When we do encounter monsters or other terrors, there’s rarely much of a consequence. Yes, that changed in the Season 4 finale when we lost Mari, Elgin and potentially Fatima (she turned monster but we don’t know if she’s dead-dead) but it took the whole season to get any major deaths. Worse, there simply weren’t that many really tense moments. Even the big lake doll monsters only really injured and killed extras we don’t care about, and then when Tabitha stabbed one, the other just sort of loped away. Without a sense of dread and horror, From just becomes a kind of supernatural soap opera where everyone is angry at one another all the time.

5. Sophia The Worst

I thought the Sophia twist was really great at the beginning of the season. Suddenly there was a mole. Suddenly, nobody was safe. The Man In Yellow had infiltrated the compound. All bets were off.

I quickly tired of the shtick. Sophia’s actual actions are just sort of random and nonsensical. She gets back in Sara’s head and then does almost nothing with her. She resurrects Roger (who was killed by the lake monsters) and has him rampage at Colony House, but nobody is killed or injured and Elgin makes short work of him with a totem spear. The second big twist is that Clara is one of Sophia’s pawns, but Clara is a nobody as far as we’re concerned, and it’s not a particularly interesting revelation that some tertiary character we hardly know is actually a spy for the Man In Yellow. It would have been huge if it had been a major character like Donna. In the end, Sophia kills Elgin and steals most of the talismans that protect the Fromville citizens from the night walkers. She dumps them into one of the Faraway trees while having a little chat with the Boy in White.

We still don’t know why the Man in Yellow can do whatever he wants while the Boy in White can only speak in riddles. And really nothing Sophia does this season has any rhyme or reason. She doesn’t really turn the town folk against one another. If her big goal was stealing the talismans, she could have done that right away. She’s enormously suspicious the entire time, and while I realize the characters in the show don’t see all her little smirks, it’s kind of frustrating that nobody even bothers to watch her more closely and that the only time anyone gets a whiff of her duplicity, it’s Elgin with the photograph – which he takes directly to her in one of the most profoundly stupid moments I’ve ever seen on a television show.

Ultimately, this season was a misfire and the first season that I’ve genuinely disliked more than liked. Each season has had its weaknesses, but warts and all I’ve liked the show more than disliked it. Season 4 started strong and then devolved into soap opera and repetitiveness. Unscary, plodding, dreary with a cast of characters that isn’t dwindling in terms of body count, but certainly in terms of my enjoyment and respect.

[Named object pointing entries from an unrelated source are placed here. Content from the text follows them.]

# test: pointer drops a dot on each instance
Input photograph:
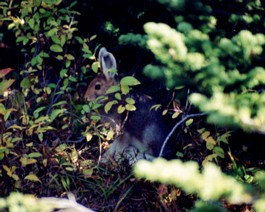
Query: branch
(175, 127)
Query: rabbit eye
(97, 86)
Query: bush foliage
(206, 56)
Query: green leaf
(125, 89)
(5, 84)
(63, 73)
(56, 113)
(130, 101)
(121, 109)
(56, 48)
(113, 89)
(4, 72)
(55, 39)
(118, 96)
(32, 177)
(31, 23)
(129, 81)
(219, 151)
(95, 67)
(63, 40)
(34, 155)
(109, 105)
(27, 161)
(130, 107)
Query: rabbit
(141, 132)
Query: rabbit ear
(107, 62)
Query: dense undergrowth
(195, 57)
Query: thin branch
(175, 127)
(65, 204)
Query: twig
(65, 204)
(175, 127)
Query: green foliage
(210, 184)
(224, 74)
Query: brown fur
(143, 133)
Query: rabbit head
(103, 82)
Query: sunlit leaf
(32, 177)
(56, 48)
(129, 81)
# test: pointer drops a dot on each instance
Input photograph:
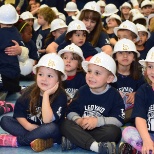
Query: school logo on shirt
(150, 120)
(93, 111)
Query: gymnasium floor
(56, 149)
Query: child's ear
(110, 78)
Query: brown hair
(135, 71)
(35, 93)
(48, 14)
(93, 15)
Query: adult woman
(91, 17)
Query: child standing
(128, 73)
(9, 65)
(45, 16)
(142, 137)
(40, 110)
(77, 34)
(144, 36)
(93, 113)
(73, 56)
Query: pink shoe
(8, 140)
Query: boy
(140, 45)
(45, 17)
(128, 30)
(94, 114)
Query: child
(26, 68)
(128, 30)
(113, 21)
(146, 8)
(128, 73)
(27, 17)
(40, 110)
(125, 8)
(93, 113)
(141, 137)
(9, 65)
(45, 17)
(77, 34)
(72, 56)
(57, 28)
(71, 10)
(144, 36)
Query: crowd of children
(93, 72)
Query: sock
(94, 146)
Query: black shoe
(107, 148)
(66, 144)
(125, 148)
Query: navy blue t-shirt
(72, 86)
(9, 65)
(40, 37)
(144, 105)
(21, 109)
(87, 48)
(33, 54)
(109, 104)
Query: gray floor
(56, 149)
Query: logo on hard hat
(51, 63)
(125, 47)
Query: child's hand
(52, 90)
(148, 146)
(89, 123)
(130, 97)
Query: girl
(57, 28)
(125, 8)
(73, 56)
(91, 17)
(77, 34)
(113, 21)
(128, 72)
(142, 137)
(26, 68)
(40, 110)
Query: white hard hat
(128, 25)
(125, 4)
(43, 5)
(113, 16)
(110, 9)
(76, 25)
(149, 57)
(62, 16)
(54, 61)
(72, 48)
(36, 26)
(55, 11)
(138, 16)
(101, 3)
(143, 29)
(145, 3)
(125, 45)
(57, 24)
(26, 67)
(104, 60)
(8, 14)
(26, 15)
(70, 7)
(149, 17)
(92, 6)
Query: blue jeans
(25, 137)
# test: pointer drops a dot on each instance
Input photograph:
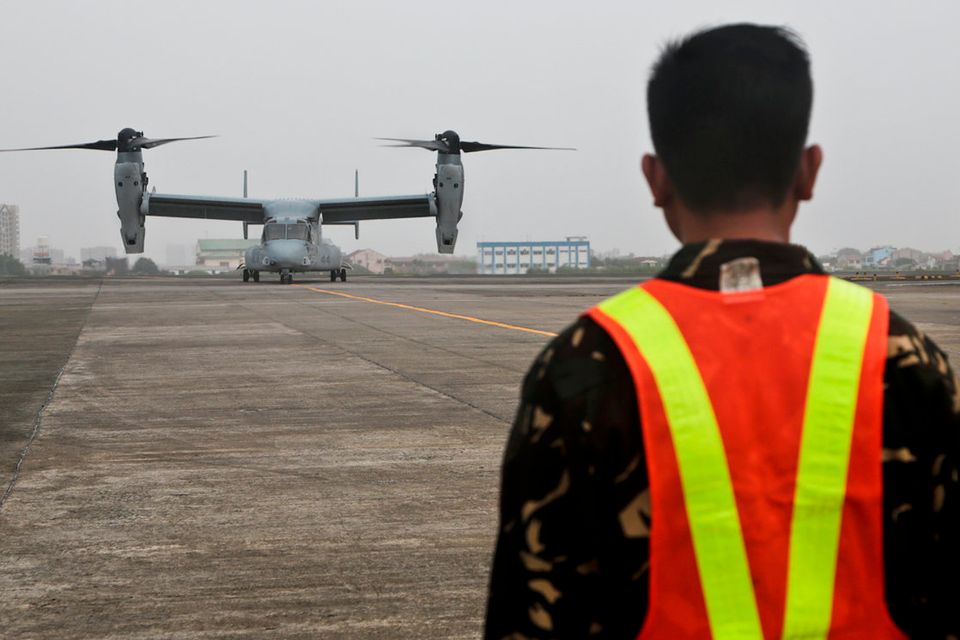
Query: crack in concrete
(38, 418)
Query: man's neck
(770, 225)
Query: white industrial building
(512, 258)
(10, 230)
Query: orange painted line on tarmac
(444, 314)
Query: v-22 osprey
(292, 228)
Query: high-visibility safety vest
(762, 418)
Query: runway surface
(218, 459)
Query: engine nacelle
(128, 180)
(449, 190)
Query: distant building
(878, 257)
(849, 259)
(222, 254)
(371, 260)
(511, 258)
(10, 230)
(42, 254)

You’ll note that I didn’t list “We didn’t get enough answers” here, which is probably the chief complaint of From fans. That’s because I’m okay waiting until the final season to get answers. The bigger problem is that From has so little momentum. It doesn’t feel like we’re moving toward those answers, and we’re adding new mysteries and questions all the time. The fifth season will have a really hard time wrapping up everything in a satisfactory way at this point. At the very least, the story-walking subplot should have progressed in Season 4. The division of the Fromvillians should also have been set in motion by this point, with two clear factions squaring off. That’s the only way we get to the whole “this is where they tear themselves apart” goal.

On the bright side, the good guys have the bones, whatever good that will do them. Of course, they also tore down the bottle tree, which is bad . . . for reasons we don’t know. Did it cause day to become night? The weird lightning? Was that just the Man In Yellow making magic? We don’t know! And I suppose we have at least a year to wait before we find out. Hopefully the show’s creators and writers will spend at least a little more time in the gap to tighten up the scripts.